Nobody would dispute that money provides a great way of influencing people’s behaviour. To mention but one example, by taxing cars according to their emission level, people will only consume the level of pollution they really value, and as a result transport emissions fall.

However, money, or rather what we typically understand by money, is too universal – it can be exchanged for anything of value (or almost) and anything can be exchanged for money. While this is a great feature, on the other hand it is also difficult for policy makers to manage such a versatile commodity. Going back to the example, you might be able to influence the choice between car A and car B but not what is done with the saved money.

One way of obtaining more influence is by creating new currencies: imagine you get Eco money (a new currency) for buying an economic car which in turn can be exchanged for gym subscriptions, energy saving appliances, solar panels, bicycles, etc. What is great with this approach is that you are hitting many birds with one stone: encourage people to buy efficient cars, live a healthy lifestyles, and lower their energy consumption, etc. Put differently, one policy tool would be able to influence multiple incentives simultaneously.

This idea has been used in the slums of Brazil where most people were so poor that they could not afford to travel by bus. As a consequence, buses were underutilised while unemployed people could not find jobs elsewhere. There was also another problem: the streets were littered with garbage. The solution? A currency which exchanges garbage for bus tickets! Soon people started collecting garbage to earn bus tickets, resulting into cleaner streets and increased mobility for the people who could not afford it.

Obviously such schemes do have their pitfalls. Perhaps the major disadvantage is that the state takes a more paternalistic role in society, telling citizens that “it knows best” when it comes to their personal consumption. This undermines the tenant of consumer sovereignty which in a market economy is crucial for economic efficiency as consumers send signals to producers to produce their preferred commodities by ‘voting’ for them through purchases, hence resources are automatically diverted towards commodities in high demand.
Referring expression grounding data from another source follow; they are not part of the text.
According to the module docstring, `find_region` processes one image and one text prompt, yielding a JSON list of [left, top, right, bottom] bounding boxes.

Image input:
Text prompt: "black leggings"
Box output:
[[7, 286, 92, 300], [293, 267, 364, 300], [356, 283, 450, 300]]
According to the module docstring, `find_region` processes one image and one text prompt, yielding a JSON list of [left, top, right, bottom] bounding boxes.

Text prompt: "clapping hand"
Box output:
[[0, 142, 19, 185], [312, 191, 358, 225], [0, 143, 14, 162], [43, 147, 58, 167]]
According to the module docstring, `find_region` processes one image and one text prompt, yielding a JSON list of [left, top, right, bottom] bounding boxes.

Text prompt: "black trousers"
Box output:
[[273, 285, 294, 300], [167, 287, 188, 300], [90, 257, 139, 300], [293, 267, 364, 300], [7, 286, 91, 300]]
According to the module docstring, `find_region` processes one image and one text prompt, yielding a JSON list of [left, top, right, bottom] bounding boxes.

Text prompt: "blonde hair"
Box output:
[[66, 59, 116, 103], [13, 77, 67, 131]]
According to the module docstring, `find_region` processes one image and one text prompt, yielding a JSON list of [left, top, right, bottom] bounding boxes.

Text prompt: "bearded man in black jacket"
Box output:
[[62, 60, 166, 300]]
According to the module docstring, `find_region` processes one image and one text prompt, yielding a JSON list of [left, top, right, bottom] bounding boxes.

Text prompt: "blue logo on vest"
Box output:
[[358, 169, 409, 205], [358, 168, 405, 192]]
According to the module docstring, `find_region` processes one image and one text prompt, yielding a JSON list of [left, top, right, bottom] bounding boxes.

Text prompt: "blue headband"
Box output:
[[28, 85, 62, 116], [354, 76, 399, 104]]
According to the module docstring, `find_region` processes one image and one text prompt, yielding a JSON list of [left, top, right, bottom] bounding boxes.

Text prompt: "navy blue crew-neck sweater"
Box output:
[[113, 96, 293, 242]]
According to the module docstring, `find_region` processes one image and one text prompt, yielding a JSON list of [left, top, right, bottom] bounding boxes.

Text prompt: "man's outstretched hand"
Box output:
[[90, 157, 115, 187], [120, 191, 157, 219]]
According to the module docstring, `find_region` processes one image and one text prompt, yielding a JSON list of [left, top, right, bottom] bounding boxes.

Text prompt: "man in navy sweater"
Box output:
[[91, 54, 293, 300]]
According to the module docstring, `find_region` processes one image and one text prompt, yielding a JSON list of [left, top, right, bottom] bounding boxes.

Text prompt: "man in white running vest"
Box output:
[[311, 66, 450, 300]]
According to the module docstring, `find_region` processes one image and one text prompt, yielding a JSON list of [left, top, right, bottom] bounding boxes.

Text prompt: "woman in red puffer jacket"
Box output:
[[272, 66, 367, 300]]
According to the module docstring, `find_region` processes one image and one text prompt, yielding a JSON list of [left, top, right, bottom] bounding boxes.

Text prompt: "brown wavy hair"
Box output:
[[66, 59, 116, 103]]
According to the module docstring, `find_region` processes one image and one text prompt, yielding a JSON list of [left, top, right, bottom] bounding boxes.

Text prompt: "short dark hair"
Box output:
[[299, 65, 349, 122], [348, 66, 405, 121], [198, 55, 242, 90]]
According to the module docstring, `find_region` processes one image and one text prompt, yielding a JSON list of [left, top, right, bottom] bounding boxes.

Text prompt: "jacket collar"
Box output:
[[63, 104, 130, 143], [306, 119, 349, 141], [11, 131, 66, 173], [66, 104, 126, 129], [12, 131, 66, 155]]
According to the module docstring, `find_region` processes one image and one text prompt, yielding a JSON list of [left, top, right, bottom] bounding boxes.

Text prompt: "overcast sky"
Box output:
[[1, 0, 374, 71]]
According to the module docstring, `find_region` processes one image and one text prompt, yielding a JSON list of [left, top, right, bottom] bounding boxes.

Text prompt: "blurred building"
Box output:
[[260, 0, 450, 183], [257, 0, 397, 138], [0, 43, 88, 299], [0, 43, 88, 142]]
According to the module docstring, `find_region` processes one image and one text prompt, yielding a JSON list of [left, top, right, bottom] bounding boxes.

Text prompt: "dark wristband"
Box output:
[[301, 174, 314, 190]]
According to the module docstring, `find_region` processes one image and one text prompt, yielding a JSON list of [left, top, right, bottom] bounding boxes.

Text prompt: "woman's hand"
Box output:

Secondly it presumes that government failure does not exist, clearly quite a tall order since policy-makers do not always possess some kind of higher knowledge/wisdom and unfortunately history has shown that public officers could have vested interests which may be in conflict with the common good.

This being said, alternative currencies could provide policy makers with a formidable policy tool in instances where consumers’ individual actions are making each and every one of them worse off, compared to a situation where collective action strategic guidance would provide opportunities for real gains in quality of life.